Ceci repose la question lancinante de qui arme et finance cette armée de mercenaires ? Les analystes de la politique interne mexicaine insistent sur le fait que cette question doit être posée dans le cadre de l’actuelle campagne électorale et que la question devient « qui a avantage à éliminer un groupe de citoyens qui ont déclaré que les gens ordinaires sont parfaitement capables de s’autogouverner » ? Sans ingérence, surtout, de ces pouvoirs extérieurs que représentent les partis.

La légiste Magdalena Lopez vient d’écrire dans la Jornada : « Combien de crimes faudra-t-il encore supporter avant que le gouvernement ne retire les paramilitaitres et ne les soumettent à jugement ? » Les étrangers disposés à faire pression sur le gouvernement mexicain doivent savoir que soumettre les assassins paramilitaires à jugement ferait immédiatement s’effondrer la thèse selon laquelle, selon un porte-parole du gouvernement, J.M. Gómez Robledo : « Jusqu’à présent, aucune participation d’agents d’État n’a été identifiée ». Le gouvernement, qui prétend vouloir faire toute la lumière sur ces événements, s’est lui-même enfermé dans le paradoxe du menteur : s’il dit la vérité sur ses intentions, il est condamné à démontrer qu’il ment.

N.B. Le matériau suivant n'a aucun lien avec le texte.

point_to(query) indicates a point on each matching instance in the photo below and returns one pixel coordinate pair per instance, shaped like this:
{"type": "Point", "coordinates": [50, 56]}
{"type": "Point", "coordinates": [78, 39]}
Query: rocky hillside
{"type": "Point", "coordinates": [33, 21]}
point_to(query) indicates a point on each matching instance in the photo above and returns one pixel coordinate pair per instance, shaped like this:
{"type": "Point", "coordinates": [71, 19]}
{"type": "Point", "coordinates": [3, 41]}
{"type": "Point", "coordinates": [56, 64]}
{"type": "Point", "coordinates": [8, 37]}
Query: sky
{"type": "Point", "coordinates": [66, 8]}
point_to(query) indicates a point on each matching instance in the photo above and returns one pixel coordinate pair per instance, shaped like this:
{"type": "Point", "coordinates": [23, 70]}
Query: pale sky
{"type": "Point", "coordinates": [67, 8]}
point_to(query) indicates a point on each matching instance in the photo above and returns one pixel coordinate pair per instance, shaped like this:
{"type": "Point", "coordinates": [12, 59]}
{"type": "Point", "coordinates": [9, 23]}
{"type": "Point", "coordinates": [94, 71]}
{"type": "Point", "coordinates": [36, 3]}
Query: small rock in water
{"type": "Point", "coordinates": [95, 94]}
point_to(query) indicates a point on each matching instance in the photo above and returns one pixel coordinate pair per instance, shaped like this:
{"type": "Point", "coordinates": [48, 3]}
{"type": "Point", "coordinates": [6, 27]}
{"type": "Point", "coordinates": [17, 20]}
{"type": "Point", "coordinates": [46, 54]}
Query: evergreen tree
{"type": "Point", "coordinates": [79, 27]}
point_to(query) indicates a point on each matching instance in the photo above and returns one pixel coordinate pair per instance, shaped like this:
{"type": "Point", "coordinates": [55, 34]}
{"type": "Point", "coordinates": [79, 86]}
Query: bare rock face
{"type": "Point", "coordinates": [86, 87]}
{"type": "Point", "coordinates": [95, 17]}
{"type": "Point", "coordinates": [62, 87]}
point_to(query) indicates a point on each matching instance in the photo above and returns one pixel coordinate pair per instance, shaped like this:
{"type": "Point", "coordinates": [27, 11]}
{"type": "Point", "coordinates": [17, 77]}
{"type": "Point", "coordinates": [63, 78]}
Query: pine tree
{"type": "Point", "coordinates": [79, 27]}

Sur ce, le groupe VOCAL continue de préparer la nouvelle caravane qui doit arriver à Copala mardi prochain, 8 juin, avec un chargement de vivres, de médicaments, d’habits, de couvertures, de livres aussi. Gustavo Esteva écrit des valeureux d’ores et déjà inscrits: « Ils sont conscients du danger, mais ils font la sourde oreille aux avertissements de ceux qui, par la faim et la peur, prétendent soumettre qui veut pratiquer l’autonomie. Ils ne savent que trop que leur nombre – supérieur à celui des membres de la première caravane – ne constitue pas une protection parce que les gens au pouvoir, quand ils se sentent mis en question, peuvent concevoir des atrocités pires encore que celles qu’ils ont déjà commises. Ils pourraient provoquer un massacre dans le seul but d’intimider les citoyens. Ils imaginent peut-être qu’une brutalité sans précédant pourrait, lors des prochaines élection, favoriser le vote de la peur sur lequel ils ont fait un pari, voire justifier la nullification des élections, éventualité qui, plus que toute autre, contribuerait à les maintenir au pouvoir ».

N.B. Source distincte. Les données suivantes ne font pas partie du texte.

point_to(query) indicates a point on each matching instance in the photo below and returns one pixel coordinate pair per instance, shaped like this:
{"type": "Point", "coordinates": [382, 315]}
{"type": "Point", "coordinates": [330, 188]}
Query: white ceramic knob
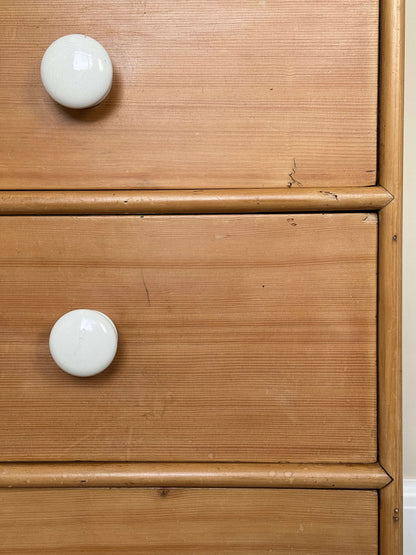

De nombreux Triquis de la diaspora étaient présents aux récentes protestations devant l’ambassade israélienne de Mexico, contre l’assassinat de 19 autres activistes de la paix au large de Gaza. S’ils ont tenu à signer un communiqué particulier, c’est qu’ils sentent bien ce qui relie le crime contre la Flotille de la Liberté et celui dont furent victime les membres de la caravane en route vers leur village. À Gaza et à Copala, même guerre contre la subsistance de citoyens assiégés et mêmes mensonges pour la justifier. Prenons garde : Copala et Gaza sont des préfigurations de ce qui pourra bientôt nous atteindre. Le citoyen des états modernes ne ressemble-t-il pas à ce client généralisé qui, selon Giorgio Agamben, « exécute avec zèle tout ce qu’on lui dit de faire et qui ne s’oppose pas à ce que ses gestes le plus quotidiens, ceux qui concernent sa santé, ses possibilités d’évasion comme ses activités, son alimentation comme ses désirs soient commandés et contrôlés par des dispositifs jusque dans les détails les plus intimes » ? (Qu’est-ce qu’un dispositif ? Paris : Payot-Rivages, 2007). Dans un ouvrage antérieur (Homo sacer. 1. Le pouvoir et la vie nue, Paris : Seuil 1997), Agamben avait comparé ce citoyen à cet « homme sacré » qui, selon le droit romain, ne pouvait être mis à mort par la république, mais dont le meurtrier éventuel jouirait d’impunité. L’impunité dont jouissent non seulement les soldats israéliens, mais les non-soldats, ces mercenaires à la solde d’innommables pouvoirs de fait, dans la lointaine région triqui.